# Pellet Consumption Performance



## veryolddog (Apr 27, 2013)

Hello everyone,

I have been asking the question: what does it really cost to operate a pellet smoker used both as a smoker and a grill. Being retired on a fixed income of military pay, social security and annuity, no one is rolling up to my door with a wheel barrel full of money every month. I currently have a 30 inch MES which operates about 3 times per week averaging about 20 hours. I like smoking. It is a great hobby and fun. The results are excellent. And the family loves it. I am really interested in using the wood pellets but not beyond my means. So I have been browsing the web and manufacturer sites to glean information about cost of operation based upon pellet consumption. I found the best information on pelletheads.com. 

Pellet Consumption Performance Chart













Pellet Consumption Performance.PNG



__ veryolddog
__ Apr 27, 2013






This information will certainly help anyone interested in acquiring a pellet grill make a decision. For example, based upon price and performance, I have narrowed my choices to GMG Daniel Boone, Rec-Tec, and Blaz'n Grill Works Grand Slam in that order. If you look at the performance of all the grills at 400 degrees F pellet consumption really takes off and the best performer Cornglo Industries. Since my intention is purely smoking with wood and supplementing the smoke with AMNPS if required, I will be using my gas grill for steaks, burgers, and chops for short grilling operations. If I were using, hypothetically, a GMG Daniel Boone, according to this chart and smoked a Brisket for 11 hours at 225 degrees, then I would be using 5 and a quarter pounds of pellets at a cost of $.85 per pound from Lowes, for a total cost of $4.46. I have been informed that quality pellets can be purchased for less but I have not found where that can be done within my local area at this time.

I am using my pellet smoker for an average of 20 hours per week, and based upon a rough guess, I am going to use 14 pounds of pellets a week or 56 lbs. of pellets a month. At a cost of $.85 per pound this will be $47.60 per month or $571.20 per year. This is equivalent to the insurance premium on my car. I know that with my MES 30 inch, that I do not use that much electricity. But, this is a hobby that provides excellent results. So from an emotional and an immediate gratification perspective, it works for me. If I find pellets, locally, less than the cost of lowes, this will be even better. I will have to purchase at least 60 lbs. of pellets per month on the average. Granted some months will be larger than others and some will be smaller. 

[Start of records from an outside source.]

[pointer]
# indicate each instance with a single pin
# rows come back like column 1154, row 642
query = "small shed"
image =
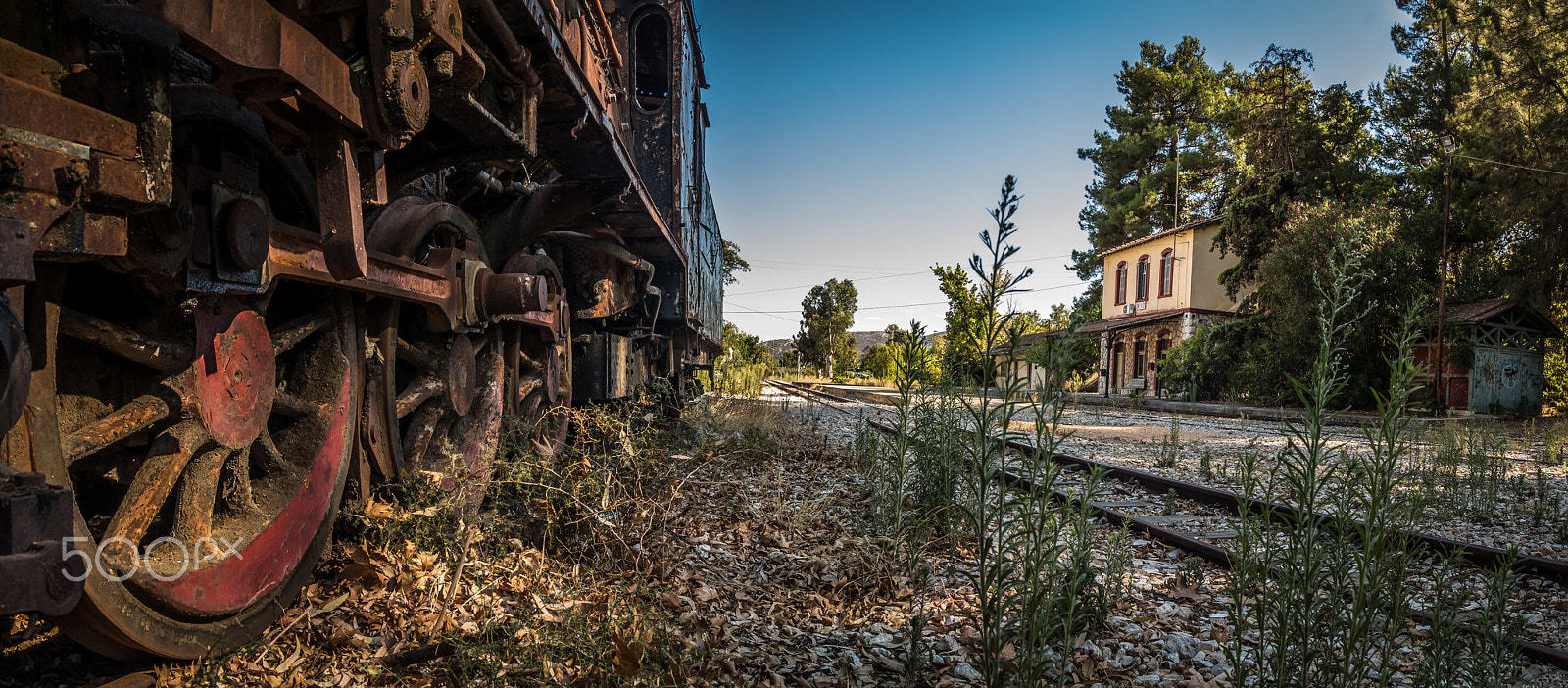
column 1496, row 359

There are a lot of great pellet grills on the market today and pellet consumption varies. However, the cost of these grills varies as well. How you intend to use the grill will have a direct effect on your cost of operation. At this time, I will try to find a dealer or speak with factory representatives over the phone in order to learn more product knowledge.

Have a great day!!

Ed


----------



## bear55 (Apr 27, 2013)

I read that K-Mart of all folks has pellets on sale for $13.49 for 20 pounds with free shipping on a $59.00 sale.  This works out to about .67 per lb.  I understand as I too am retired.  I am always looking to save a buck or two.  BTW I love my pellet smoker.


----------